After working at corporate law firms in the United States, Shantz came to the Poland office of Pricewaterhousecoopers (the predecessor of PWC) in 1996, after a year in the U.S. Peace Corps, also in Poland.
Three years later, he moved to Bucharest with KPMG, another Big Four auditing firm, before switching to Ukraine in 2001. He became tax and legal partner at PWC in 2011, the same position he held in KPMG since 2004.
The previous experience in the region made the move to Ukraine quite comfortable, but Kyiv still managed to surprise him in at least one respect:
“[It’s the city with] the biggest number of non-japanese places serving sushi,” Shantz laughed.
A native of Michigan, where he grad- uated from law school, Shantz said the transition from U.S. precedent-based law to East Europe’s obscure and everchanging systems wasn’t too hard.
Moreover, it’s precisely the challenges and instability that makes working in Ukraine so interesting, Shantz highlighted.
“Fun is doing hard things well,” he said.

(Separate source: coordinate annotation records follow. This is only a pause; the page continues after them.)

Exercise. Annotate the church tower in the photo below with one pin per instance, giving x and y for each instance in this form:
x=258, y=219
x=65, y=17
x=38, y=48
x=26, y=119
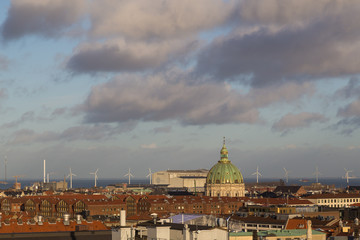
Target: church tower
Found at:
x=224, y=179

In some cases the complexity of Ukraine’s laws can even be boon for business, the lawyer conceded, as clients need more legal advice to cope with the trying environment. In the long run, however, clear rules and a proper supervisory system are better because they attract more business, he said.
“The secret to an attractive business environment is pretty simple: having clear and reasonable rules, a fair and impartial system of regulators and the judiciary to help monitor compliance and settle disputes,” the lawyer advised.
Meanwhile, PWC is expanding in Ukraine. Building upon its network of offices in Kyiv, Lviv and Donetsk, the firm opened a further office in Dnipropetrovsk, seeking to benefit from the city’s growing role as a regional business hub.
For Shantz, however, the key to a successful growth strategy is in the people.
“For a business like ours, a professional services firm, a big part of our success is having very good people,” he said. Thus, in order to ensure continued growth PWC has to keep striving to attract such workers and support their development.
There is no lack of work, with the bulk of it focusing on tax litigation, anti-monopoly work, mergers and acquisitions, and a lot of corporate restructuring. The latter is picking up at the moment, Shantz said, and notably aims to optimize a company’s structure ahead of a sale, merger, or initial public offering.
Despite the frostiness of his home state, Shantz said weather is the biggest downside to working in Kyiv. Paralyzing traffic jams have also become a headache. One solution is the occasional trip to Siesta Key, a barrier island off Florida in the Gulf of Mexico, where Shantz’s U.S. home is located.
But the lawyer isn’t moving back to the tropics any time soon. Asked when he plans to leave Ukraine, Shantz said it’s a difficult question.
“In 2001 I planned to stay until 2003. But its 2012 and I’m still here,” he laughed.